Friedwald soll auf den Friedhof

Sudershäuser Ortsrat startet Vorstoß für kurze Wege - Kapelle muss dringend saniert werden

Sudershausen. Der Friedhof und die Kapelle in Sudershausen befinden sich nicht im besten Zustand. Das soll sich jedoch ändern, erläuterte Ortsbürgermeister Jürgen Stierand nach der jüngsten Sitzung des Ortsrats.

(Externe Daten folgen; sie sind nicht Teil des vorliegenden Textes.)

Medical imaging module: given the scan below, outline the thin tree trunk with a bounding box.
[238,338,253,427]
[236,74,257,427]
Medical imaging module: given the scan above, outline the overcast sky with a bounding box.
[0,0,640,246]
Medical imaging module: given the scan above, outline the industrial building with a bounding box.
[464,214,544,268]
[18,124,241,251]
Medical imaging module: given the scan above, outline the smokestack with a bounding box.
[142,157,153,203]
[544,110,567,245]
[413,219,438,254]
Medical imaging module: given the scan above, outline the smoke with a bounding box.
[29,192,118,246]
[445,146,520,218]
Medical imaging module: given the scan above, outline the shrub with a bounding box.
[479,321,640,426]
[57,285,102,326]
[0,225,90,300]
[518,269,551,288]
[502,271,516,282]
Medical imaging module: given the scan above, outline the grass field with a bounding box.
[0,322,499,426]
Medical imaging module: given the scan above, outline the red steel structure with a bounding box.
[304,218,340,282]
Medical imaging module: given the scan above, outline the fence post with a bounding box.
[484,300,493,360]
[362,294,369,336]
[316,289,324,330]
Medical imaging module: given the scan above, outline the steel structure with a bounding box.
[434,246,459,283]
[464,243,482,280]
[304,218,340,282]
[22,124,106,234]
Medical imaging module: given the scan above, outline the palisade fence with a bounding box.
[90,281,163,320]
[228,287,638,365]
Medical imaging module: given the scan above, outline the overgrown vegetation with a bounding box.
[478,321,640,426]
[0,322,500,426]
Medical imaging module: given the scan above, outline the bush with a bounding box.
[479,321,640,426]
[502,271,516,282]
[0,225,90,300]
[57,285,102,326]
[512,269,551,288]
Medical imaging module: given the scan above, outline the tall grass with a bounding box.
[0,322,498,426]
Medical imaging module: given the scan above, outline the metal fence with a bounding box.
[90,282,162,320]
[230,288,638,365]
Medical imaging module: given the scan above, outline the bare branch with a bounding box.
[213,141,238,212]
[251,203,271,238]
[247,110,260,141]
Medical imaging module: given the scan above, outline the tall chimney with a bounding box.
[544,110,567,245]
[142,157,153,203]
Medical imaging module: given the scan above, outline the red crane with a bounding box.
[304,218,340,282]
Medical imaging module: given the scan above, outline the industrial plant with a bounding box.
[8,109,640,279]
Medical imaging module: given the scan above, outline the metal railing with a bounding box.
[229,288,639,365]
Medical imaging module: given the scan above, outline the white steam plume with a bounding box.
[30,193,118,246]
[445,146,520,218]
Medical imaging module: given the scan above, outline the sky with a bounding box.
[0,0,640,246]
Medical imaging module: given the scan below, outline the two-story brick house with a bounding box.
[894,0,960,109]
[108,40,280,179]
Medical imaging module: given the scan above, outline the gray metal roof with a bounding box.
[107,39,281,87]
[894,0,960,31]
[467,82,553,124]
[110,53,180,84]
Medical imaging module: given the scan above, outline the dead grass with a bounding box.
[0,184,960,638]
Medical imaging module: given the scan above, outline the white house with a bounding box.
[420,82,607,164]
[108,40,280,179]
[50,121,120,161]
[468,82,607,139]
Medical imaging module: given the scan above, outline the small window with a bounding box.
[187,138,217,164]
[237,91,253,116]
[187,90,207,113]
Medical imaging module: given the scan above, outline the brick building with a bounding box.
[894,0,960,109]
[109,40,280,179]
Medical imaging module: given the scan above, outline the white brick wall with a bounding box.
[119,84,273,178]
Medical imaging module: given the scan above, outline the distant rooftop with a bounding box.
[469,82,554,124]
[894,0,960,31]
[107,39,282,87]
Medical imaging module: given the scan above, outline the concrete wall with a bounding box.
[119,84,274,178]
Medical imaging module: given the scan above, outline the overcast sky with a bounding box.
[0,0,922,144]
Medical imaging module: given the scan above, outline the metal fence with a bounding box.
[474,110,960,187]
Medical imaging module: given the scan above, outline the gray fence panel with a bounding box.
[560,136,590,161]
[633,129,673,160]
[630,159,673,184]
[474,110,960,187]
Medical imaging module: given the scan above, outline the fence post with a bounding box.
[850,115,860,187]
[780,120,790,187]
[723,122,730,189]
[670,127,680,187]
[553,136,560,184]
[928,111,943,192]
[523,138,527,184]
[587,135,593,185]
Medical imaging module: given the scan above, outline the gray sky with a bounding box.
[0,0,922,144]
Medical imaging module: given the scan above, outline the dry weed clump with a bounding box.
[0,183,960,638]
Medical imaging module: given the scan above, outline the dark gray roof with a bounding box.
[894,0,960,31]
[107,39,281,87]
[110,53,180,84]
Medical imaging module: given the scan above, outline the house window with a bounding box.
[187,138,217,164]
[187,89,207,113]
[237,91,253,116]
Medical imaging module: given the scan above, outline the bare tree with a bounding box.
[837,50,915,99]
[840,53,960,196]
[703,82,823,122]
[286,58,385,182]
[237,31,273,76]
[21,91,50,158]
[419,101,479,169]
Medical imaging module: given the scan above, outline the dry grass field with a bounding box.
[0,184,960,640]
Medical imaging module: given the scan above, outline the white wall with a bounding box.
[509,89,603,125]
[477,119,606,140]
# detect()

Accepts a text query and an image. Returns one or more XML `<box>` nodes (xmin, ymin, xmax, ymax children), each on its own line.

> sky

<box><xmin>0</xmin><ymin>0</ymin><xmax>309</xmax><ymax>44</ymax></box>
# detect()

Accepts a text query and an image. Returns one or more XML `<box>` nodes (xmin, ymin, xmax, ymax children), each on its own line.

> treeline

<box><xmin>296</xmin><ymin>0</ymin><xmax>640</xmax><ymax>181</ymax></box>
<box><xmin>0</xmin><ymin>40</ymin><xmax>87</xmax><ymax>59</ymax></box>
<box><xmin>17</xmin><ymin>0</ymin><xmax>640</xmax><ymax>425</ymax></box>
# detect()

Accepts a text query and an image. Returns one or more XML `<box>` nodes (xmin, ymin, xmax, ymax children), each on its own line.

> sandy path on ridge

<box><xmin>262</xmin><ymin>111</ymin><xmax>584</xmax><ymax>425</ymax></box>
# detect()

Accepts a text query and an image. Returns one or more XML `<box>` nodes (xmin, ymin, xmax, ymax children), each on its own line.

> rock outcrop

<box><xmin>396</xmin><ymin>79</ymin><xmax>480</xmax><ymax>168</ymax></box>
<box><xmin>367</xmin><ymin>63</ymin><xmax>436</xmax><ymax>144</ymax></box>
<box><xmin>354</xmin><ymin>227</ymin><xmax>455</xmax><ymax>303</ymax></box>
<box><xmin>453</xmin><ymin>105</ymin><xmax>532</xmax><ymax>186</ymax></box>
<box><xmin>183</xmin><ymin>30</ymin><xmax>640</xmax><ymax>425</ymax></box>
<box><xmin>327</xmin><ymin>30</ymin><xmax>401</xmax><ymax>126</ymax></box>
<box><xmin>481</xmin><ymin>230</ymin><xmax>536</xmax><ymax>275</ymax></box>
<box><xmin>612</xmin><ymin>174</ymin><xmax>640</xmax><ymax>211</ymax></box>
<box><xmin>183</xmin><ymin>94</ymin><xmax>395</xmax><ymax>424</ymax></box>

Dabei haben die Sudershäuser ein besonderes Ziel vor Aufen. Sie wollen auf einer freien und mit Bäumen bewachsenen Fläche auf dem Friedhof einen Friedwald einrichten. „Das wäre ideal für diese immer beliebter werdende Bestattungsform, weil die Hinterbliebenen dann besonders kurze Wege zu den Verstorbenen hätten“, kommentiert der Ortsbürgermeister dieses Vorhaben. Auf dem Friedhof muss vorab noch einiges mehr erledigt werden. So befindet sich die Kapelle in einem schlechten Zustand. Das fängt bei der Eingangstür an und endet an der Decke, durch die das Dämmmaterial herunterfällt. „So ist vor jeder Trauerfeier erstmal Großreinemachen angesagt.“

Auf dem Friedhof müssten Wege erneuert und Hecken beseitigt werden, die nichts außer Arbeit durch die Instandhaltung verursachen würden. Jetzt sei es wichtig, dass die Gemeinde Prioritäten setze, nachdem die Dörfer – und das ist laut Stierand unstrittig – in Friedhofsangelegenheiten gegenüber Nörten bislang erheblich im Hintertreffen gewesen seien.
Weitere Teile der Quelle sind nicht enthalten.